Telefonumun ekranına gelen bildirim sesiyle dalgınlığım dağıldı. Yatağımın yaninda komodinin üzerinde duran telefona bi dosta sarılır gibi hızla sarıldım.Üzerindeki kırığı görmemle de bi durakladım annemler ben güzellik uykusundayken telefonumu mu kırmıştı? Gelen bildirim Batudandı, gözüm ona ilişince kırık ekran aklımdan uçtu gitti
"Konuşmamız lazım saat beşte..." ne için konuşucaktık önemli bi mevzu var gibiydi. Telefonu açmak için şifremi giricecektim ki şifreyi hatırlamadığımı fark ettim. Önümde duran harflere uzun süre boş boş baktım ama hiçbir şey aklıma gelmiyordu."Anne! sana sifremi söylemiş miydim?"

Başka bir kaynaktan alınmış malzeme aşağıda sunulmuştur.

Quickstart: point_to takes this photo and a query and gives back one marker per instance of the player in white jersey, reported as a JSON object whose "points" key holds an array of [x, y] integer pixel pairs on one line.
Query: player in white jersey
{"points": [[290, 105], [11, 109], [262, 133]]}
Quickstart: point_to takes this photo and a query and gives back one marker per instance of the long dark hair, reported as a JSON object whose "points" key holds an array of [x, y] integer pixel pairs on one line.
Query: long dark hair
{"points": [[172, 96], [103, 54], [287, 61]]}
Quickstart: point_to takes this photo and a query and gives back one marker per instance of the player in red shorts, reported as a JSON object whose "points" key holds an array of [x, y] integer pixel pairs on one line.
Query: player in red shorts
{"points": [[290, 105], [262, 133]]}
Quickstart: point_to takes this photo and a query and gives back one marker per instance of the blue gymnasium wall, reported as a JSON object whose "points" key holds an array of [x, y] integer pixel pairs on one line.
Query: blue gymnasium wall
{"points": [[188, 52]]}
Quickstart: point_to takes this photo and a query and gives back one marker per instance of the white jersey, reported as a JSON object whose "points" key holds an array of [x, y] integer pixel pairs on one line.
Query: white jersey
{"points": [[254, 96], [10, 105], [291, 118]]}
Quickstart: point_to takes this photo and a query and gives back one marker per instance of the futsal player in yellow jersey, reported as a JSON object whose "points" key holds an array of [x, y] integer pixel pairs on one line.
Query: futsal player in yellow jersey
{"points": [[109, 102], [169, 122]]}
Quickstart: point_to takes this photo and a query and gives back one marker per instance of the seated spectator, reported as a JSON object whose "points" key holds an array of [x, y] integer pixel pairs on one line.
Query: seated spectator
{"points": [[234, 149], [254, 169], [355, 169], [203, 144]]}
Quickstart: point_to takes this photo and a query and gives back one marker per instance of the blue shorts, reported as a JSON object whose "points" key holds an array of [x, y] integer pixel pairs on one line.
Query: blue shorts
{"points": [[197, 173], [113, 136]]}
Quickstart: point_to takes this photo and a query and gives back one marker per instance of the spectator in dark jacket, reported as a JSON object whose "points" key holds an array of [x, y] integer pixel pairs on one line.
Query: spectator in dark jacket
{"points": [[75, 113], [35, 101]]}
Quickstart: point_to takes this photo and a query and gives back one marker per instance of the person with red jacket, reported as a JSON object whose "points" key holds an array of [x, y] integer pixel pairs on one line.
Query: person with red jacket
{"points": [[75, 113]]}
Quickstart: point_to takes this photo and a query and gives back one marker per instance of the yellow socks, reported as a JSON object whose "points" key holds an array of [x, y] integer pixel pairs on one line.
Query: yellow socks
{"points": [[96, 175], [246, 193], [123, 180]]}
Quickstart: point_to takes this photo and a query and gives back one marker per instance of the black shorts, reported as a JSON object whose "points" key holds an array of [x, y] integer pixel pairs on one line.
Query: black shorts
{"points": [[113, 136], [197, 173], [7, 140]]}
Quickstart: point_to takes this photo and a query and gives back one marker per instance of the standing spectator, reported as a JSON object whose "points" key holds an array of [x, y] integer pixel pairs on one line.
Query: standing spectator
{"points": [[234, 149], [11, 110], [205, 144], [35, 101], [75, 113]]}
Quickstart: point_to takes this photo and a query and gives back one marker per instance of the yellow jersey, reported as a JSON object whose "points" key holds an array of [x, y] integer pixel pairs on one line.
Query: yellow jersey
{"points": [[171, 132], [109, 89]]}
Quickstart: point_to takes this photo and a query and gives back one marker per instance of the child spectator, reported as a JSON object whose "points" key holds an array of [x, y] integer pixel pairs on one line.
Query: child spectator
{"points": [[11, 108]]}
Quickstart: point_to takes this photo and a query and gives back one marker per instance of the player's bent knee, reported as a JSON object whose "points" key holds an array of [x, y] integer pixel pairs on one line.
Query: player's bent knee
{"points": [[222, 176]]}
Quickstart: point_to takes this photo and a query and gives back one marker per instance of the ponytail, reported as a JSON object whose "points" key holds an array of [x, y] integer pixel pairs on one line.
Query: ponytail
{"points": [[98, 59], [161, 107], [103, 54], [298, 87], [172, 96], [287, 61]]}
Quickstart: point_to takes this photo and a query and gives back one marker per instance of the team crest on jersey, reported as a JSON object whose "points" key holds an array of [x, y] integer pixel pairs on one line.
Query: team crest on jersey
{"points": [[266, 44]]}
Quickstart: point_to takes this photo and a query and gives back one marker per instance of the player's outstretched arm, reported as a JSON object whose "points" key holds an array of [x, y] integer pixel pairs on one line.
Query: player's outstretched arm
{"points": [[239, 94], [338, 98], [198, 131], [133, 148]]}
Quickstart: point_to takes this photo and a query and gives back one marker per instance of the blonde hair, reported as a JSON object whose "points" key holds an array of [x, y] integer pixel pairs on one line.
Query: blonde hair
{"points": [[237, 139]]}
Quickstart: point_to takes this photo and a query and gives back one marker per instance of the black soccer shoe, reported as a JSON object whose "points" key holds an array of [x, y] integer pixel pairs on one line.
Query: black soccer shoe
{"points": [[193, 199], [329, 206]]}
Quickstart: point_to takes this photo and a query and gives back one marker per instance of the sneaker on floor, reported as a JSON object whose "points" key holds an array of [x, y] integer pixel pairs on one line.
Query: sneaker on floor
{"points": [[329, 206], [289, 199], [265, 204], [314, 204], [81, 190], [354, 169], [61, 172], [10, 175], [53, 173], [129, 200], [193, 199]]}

"sen hic bana şifreni söyler misin?" Annemin dediği şeye gözlerimi devirdim. ve ayaklarımı sürüye sürüye aşağı yanına indim.
"Ne oldu?" annemin sesi beni tekrar evde görmenin verdiği neşeyle doluydu.
"Bilmiyorum şifremi hatırlamıyorum." dedigim şeyle yüzündeki neşe anında yerini endişeye bıraktı. Korkuyla ellerimden tutup beni koltuğa otturtu.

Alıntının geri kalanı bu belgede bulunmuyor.